33.  What kind of person do I think God wants me to be?  (Pray before answering.)  How and what do I need to change? 


34.  What are some qualities that I feel I am lacking or need more of? Humility, grace, faith, honesty, self-worth, etc.?


35.  What can I do to change into the person that I want to be and that I think God wants me to be?  (Don’t forget prayer, Bible reading, and obedience.) 


36.  What kind of help does God offer?  What truths does He reveal in His Word?  How can I accept this help in the future and use it to change my thinking, my feelings, and my behavior?


37.  Is there anything else on my mind about this right now or anything that I think God wants me to address?



Absorbing the Word:    

            When you read the Bible, read it as though God has something to tell you about who you are, who He is, and how you can have the fullest, most abundant life possible (on the inside, not an abundance of things on the outside.)  Make a list of any verses that speak to any fear, lie, or half-truth that keeps you in bondage.  Memorize them so that when those half-truths, lies, or fears come into your mind, you can remind yourself (and Satan) of Gods’ truth from His Word.      

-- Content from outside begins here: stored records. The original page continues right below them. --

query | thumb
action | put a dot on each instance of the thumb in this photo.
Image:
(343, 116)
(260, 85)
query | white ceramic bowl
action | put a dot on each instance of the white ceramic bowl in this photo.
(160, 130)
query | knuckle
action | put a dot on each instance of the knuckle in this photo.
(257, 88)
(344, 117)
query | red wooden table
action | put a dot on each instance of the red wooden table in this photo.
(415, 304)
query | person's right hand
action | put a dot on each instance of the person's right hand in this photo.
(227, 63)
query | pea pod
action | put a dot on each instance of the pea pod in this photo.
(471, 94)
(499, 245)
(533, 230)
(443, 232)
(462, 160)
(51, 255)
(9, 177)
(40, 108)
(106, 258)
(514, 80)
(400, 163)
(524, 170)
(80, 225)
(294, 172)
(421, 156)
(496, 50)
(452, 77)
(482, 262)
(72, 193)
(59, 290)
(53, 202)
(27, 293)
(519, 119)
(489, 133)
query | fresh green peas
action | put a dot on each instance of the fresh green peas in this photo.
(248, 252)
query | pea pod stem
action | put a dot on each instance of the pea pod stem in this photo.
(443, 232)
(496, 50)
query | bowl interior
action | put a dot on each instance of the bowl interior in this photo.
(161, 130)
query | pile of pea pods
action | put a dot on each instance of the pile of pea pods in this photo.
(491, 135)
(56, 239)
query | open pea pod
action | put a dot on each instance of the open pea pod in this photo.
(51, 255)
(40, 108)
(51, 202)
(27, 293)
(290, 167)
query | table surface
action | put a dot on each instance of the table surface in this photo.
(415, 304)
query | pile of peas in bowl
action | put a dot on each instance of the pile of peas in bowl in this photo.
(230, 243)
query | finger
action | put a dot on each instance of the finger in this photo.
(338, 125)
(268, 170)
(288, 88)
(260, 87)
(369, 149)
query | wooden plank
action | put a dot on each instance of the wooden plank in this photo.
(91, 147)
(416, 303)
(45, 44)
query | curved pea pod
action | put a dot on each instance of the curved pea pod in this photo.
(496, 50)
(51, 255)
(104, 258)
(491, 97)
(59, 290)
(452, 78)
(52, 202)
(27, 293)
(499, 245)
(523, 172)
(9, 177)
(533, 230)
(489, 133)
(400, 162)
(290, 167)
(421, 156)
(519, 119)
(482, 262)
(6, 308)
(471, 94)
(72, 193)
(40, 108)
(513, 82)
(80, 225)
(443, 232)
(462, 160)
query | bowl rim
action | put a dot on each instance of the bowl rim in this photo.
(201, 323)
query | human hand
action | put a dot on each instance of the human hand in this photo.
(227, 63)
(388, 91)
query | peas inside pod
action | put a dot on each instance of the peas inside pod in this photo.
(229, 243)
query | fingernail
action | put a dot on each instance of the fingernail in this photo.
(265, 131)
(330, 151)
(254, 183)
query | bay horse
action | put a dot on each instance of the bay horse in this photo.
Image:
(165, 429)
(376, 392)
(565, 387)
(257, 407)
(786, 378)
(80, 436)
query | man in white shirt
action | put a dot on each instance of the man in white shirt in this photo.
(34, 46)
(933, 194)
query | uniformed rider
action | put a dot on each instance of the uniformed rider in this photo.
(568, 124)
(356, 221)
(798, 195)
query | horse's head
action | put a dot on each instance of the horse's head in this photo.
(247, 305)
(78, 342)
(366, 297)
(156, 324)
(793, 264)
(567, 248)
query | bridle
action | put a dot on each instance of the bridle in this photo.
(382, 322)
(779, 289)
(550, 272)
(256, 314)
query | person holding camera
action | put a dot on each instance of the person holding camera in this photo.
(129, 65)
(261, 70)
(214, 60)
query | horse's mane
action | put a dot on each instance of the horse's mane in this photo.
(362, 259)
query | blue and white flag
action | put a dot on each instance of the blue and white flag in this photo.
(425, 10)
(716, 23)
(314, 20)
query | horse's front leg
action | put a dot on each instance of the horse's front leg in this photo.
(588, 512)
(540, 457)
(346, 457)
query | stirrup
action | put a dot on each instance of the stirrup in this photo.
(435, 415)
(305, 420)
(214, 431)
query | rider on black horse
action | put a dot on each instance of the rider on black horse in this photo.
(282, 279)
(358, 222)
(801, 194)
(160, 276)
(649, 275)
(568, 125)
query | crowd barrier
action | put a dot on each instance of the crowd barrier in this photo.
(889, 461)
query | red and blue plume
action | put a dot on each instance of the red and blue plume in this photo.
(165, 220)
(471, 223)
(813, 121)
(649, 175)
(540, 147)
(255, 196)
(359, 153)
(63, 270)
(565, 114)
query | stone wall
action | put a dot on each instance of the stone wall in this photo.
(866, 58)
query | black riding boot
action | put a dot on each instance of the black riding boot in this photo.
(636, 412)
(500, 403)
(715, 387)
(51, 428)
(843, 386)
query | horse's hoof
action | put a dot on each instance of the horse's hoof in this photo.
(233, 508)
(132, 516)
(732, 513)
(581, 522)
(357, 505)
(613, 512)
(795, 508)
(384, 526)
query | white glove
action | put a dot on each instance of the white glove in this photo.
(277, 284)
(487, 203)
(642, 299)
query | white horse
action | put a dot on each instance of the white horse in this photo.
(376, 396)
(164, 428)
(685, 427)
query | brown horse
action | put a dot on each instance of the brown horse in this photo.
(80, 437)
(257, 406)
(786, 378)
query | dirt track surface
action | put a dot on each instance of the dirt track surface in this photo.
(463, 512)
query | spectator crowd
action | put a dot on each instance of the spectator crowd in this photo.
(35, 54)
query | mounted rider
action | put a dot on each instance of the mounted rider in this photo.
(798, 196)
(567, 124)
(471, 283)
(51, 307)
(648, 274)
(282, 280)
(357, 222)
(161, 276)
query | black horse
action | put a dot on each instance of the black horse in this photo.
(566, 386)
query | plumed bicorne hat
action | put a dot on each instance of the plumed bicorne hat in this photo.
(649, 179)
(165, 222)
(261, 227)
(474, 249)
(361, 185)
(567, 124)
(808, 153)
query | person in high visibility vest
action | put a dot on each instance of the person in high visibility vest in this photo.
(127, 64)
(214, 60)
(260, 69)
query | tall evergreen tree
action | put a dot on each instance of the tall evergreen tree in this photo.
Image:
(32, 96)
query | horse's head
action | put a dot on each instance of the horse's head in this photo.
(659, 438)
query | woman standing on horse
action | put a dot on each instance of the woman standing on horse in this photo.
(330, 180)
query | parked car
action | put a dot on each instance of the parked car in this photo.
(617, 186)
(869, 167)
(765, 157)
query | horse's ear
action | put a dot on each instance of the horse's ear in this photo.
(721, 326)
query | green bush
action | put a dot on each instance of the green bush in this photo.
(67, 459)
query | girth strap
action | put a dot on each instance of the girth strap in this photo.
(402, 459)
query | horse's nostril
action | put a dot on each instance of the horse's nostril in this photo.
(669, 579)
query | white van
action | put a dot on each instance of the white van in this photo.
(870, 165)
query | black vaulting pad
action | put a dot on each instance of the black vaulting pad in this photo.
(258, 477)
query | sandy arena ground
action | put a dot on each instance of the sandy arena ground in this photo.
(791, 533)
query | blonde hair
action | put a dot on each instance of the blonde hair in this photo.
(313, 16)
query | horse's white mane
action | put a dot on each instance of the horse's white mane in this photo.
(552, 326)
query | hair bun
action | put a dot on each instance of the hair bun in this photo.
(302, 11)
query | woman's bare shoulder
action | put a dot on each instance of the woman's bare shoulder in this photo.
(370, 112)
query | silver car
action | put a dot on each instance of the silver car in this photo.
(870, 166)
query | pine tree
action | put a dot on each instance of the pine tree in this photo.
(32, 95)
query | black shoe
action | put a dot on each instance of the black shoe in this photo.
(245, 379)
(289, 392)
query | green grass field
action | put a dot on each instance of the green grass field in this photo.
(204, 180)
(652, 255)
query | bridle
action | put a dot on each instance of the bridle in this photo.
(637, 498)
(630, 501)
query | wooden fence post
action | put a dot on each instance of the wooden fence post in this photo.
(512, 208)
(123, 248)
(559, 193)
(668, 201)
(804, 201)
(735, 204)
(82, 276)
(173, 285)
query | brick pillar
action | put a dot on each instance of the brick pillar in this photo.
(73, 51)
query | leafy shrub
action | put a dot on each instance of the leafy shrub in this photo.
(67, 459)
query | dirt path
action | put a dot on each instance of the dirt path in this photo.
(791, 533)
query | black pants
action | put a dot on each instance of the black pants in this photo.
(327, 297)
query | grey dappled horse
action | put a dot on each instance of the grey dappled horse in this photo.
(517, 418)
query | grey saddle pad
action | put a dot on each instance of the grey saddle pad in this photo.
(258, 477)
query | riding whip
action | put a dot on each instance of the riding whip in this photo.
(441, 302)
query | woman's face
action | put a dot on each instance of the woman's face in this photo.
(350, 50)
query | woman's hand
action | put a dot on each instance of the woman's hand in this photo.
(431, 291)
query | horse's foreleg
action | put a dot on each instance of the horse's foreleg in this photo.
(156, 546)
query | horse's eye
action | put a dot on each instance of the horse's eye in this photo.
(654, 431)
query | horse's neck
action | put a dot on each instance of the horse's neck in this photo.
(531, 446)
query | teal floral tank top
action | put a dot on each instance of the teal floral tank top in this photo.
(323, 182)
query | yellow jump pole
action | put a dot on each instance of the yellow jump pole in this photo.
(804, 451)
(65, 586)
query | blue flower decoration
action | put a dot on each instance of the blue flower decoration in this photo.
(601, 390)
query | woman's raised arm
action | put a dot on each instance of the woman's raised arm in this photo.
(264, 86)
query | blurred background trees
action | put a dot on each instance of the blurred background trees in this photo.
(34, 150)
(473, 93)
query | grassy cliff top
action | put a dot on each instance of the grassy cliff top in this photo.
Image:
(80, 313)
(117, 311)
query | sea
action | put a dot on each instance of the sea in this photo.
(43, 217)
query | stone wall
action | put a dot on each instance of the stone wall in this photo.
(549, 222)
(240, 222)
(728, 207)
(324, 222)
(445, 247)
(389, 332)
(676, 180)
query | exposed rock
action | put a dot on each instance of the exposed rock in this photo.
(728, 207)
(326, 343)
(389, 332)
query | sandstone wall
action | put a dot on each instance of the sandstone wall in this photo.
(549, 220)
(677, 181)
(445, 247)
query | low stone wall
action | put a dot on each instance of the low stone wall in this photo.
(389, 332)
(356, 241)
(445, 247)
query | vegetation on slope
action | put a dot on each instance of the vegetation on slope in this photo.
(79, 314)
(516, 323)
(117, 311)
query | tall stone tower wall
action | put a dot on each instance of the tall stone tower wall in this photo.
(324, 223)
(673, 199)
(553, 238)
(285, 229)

            And remember that as we learn His Truths and learn about what He expects of us, we need to live and obey according to our wills, not our feelings.  Feelings are useful and can be good indicators of things, but they shouldn’t determine what we do and what we think.  We need to set our thoughts on God, on godly things, and on the Word.  And we need to act out of our wills according to what we know is right.  And then our feelings will follow.  (Our feelings will follow our thoughts which follow the things we set our minds on.)  Sometimes this means that we have to embrace a biblical Truth that we know is right, even if we don’t feel it yet.  Thank God for the truths and promises you find in His Word, and ask Him to help you learn from them and learn to live them.